ALESSANDRIA

ALESSANDRIA. “BRUTTA LESBICA DI MERDA” E LA BUTTA GIU’ DALLE SCALE.

Una donna ingiuriata, vittima di attenzioni indesiderate, accusata per le sue tendenze sessuali, infine aggredita e buttata giù dalle scale.

La storia tormentata di Claudia, 53 anni, non è iniziata il giorno dell’aggressione, ma molto tempo prima a causa dello stalking a cui era sottoposta da un inquilino che abitava nel suo stesso condominio. Claudia a seguito della caduta dalle scale è piena di ferite, di paura, ma anche di coraggio.

Claudia ha denunciato per l’ennesima volta il vicino di casa che prima le ha impedito di prendere l’ascensore, poi giunta sul pianerottolo di casa l’ha spinta giù dalle scale e quando si è rialzata sanguinante l’ha presa a pugni gridando: “Brutta lesbica di merda”.

Claudia dopo la prima aggressione ha chiamato la Polizia e quando l’aggressore si è messo a gridare aveva il cellulare acceso e gli agenti hanno potuto ascoltare le frasi con cui ha ingiuriato la vittima prima di scaraventarla per le scale.

Lo stalker abita nel quartiere Cristo ed ha avuto altri problemi con i vicini di casa, ci sono state alcune denunce poi ritirate, ma con la donna, sua vicina di casa, i rapporti si sono fatti sempre più tesi. Insulta tutti e si diletta a fare dispetti mentre un ragazzo è stato additato con l’appellativo di “frocio di merda”.

Claudia venerdì sera stava rientrando in casa al terzo piani del condominio con le borse della spesa, ma si è accorta che le porte dell’ascensore non si chiudevano perchè bloccato da un gancio fissato in alto, ma questo era solo uno dei tipici dispetti messi in atto dallo stalker, che impediva alle porte di chiudersi.

L’ascensore faceva rumore e lui uscendo di casa, al primo piano, le ha urlato: “che cazzo fai”.

Claudia prntamente ha risposto che sapeva perfettamente che quello era uno dei suoi dispetti.

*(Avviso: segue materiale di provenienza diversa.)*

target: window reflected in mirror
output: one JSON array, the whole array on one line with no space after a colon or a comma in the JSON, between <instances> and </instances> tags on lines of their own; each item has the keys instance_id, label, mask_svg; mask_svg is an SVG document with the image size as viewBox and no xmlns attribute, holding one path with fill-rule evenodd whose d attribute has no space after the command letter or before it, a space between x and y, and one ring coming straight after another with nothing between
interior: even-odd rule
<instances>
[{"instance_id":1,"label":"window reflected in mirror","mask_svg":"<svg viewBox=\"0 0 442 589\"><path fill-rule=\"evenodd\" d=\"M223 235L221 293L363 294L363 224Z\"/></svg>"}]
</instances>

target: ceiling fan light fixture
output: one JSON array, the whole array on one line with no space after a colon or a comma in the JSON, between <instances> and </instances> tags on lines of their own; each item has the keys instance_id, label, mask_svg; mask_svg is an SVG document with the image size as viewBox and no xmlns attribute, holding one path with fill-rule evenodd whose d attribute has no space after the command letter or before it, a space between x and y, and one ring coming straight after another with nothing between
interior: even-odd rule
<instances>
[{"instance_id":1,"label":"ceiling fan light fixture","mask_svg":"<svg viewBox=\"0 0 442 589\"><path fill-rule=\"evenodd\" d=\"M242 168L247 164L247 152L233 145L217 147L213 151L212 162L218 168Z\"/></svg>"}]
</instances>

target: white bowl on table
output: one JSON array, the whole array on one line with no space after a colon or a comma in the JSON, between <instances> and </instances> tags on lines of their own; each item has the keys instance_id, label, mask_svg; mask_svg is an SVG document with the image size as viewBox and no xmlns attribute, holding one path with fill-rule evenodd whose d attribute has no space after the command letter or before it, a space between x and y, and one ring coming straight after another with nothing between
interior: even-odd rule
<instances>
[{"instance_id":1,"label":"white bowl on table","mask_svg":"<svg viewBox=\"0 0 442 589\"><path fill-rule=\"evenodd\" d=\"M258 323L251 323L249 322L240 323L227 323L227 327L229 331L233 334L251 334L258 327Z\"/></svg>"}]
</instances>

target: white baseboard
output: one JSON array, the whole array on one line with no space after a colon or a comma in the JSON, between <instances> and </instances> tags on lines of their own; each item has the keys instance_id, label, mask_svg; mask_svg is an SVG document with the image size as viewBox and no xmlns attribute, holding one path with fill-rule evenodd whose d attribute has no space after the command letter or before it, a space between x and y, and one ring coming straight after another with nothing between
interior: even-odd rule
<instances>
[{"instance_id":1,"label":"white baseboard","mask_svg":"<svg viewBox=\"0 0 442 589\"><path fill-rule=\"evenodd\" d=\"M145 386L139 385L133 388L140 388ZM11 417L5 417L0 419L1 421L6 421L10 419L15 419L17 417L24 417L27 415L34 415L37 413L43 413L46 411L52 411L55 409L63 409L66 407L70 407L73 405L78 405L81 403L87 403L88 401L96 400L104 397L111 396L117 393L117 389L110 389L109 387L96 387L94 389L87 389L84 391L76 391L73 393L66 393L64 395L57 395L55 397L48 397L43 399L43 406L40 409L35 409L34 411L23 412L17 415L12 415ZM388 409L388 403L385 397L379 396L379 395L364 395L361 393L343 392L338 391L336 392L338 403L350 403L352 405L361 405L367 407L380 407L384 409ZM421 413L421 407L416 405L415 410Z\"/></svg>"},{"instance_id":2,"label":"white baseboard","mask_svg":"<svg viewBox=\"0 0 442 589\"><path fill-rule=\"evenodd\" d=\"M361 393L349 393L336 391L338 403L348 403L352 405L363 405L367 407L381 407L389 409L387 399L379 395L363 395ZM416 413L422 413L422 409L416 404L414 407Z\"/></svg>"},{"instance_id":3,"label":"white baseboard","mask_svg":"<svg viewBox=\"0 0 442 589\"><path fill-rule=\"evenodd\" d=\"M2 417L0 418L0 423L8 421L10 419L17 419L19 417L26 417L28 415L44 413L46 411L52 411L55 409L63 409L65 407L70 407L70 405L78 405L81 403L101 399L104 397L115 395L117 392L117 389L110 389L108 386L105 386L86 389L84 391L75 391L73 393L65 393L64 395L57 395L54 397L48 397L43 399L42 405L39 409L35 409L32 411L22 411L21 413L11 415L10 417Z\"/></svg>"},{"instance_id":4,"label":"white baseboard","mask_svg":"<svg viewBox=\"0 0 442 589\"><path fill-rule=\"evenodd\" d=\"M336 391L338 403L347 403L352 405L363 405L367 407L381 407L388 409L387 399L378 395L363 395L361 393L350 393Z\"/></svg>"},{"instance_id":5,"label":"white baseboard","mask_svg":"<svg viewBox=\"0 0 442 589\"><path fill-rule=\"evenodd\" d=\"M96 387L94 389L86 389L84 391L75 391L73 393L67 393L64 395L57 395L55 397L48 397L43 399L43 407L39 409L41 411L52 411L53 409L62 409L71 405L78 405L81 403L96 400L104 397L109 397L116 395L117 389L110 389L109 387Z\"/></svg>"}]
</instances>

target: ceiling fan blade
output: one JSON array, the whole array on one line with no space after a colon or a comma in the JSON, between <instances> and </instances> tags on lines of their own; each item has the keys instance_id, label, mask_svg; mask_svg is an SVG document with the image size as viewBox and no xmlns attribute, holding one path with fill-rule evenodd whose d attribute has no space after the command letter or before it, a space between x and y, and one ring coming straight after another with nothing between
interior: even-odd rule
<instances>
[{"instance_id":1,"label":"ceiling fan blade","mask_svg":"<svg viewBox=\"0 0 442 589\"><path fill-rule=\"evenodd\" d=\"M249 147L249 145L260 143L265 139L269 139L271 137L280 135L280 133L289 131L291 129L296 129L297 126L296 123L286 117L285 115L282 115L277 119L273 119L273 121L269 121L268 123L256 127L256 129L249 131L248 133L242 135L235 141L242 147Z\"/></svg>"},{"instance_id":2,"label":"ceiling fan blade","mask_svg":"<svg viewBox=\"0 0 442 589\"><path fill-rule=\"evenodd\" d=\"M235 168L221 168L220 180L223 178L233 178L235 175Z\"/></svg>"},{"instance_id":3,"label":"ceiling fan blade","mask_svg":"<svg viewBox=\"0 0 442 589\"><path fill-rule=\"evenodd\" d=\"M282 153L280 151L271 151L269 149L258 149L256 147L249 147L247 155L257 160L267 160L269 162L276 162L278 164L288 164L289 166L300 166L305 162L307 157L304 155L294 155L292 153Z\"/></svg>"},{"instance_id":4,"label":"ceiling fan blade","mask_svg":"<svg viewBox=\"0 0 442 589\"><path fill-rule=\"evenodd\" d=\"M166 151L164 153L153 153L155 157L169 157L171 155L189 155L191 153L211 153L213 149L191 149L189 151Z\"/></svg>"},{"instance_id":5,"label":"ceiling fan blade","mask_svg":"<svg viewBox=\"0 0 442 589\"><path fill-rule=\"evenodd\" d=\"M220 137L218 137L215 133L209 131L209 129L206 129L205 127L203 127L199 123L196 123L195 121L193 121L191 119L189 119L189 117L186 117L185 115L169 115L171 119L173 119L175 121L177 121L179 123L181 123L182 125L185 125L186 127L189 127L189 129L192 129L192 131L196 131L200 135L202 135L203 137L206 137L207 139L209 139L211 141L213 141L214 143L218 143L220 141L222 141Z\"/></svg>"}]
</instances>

Lo stalker a quel puntoi aggredisce Claudia spintonandola fino alla prima rampa si scale del condominio e con un colpo la fa rotolare rovinosamente sotto.

La donna ferita chiama il 112 e con il telefono acceso si reca davanti alla porta dell’uomo che continua a urlare e inverire contro la “lesbica di merda”, come se i gusti sessuali di Claudia e delle persone in genere potessero essere giudicati da un pazzo fuorioso e violento.

L’uomo apre nuocìvamente la porta urlandole contro, ingiuriandola e denugrandola con l’appellativo di “pazza”, infine non soddisfatto degli insulti le ha sferrato un pugno che l’ha di nuovo fatta cadere rovinosmente a terra.

La situazione particolarmente complicata per Claudia e per gli altri condomini si trascina da dieci anni e tutti vivono nel terrore del vicino di casa. Inizialmente sembravano solo insulti e dispetti, ma con il passare del tempo gli insulti si sono trasformati in minacce di morte culminati con una aggressione fisica ai danni di Claudia, probabilmente per la sua condizione di donna, ma che poteva toccare a qualsiaiasi altro condomino.

Ma l’episodio dell’altra sera è solo l’ultimo di una lunga serie perché la vittima dello stalker non solo era sottoposta a una serie di atti vandalici come trovarsi la carta sporca nella cassetta della posta, le portedell’ascensore bloccata, ma ai suoi amici è toccato trovarsi con le gomme dell’auto tagliate.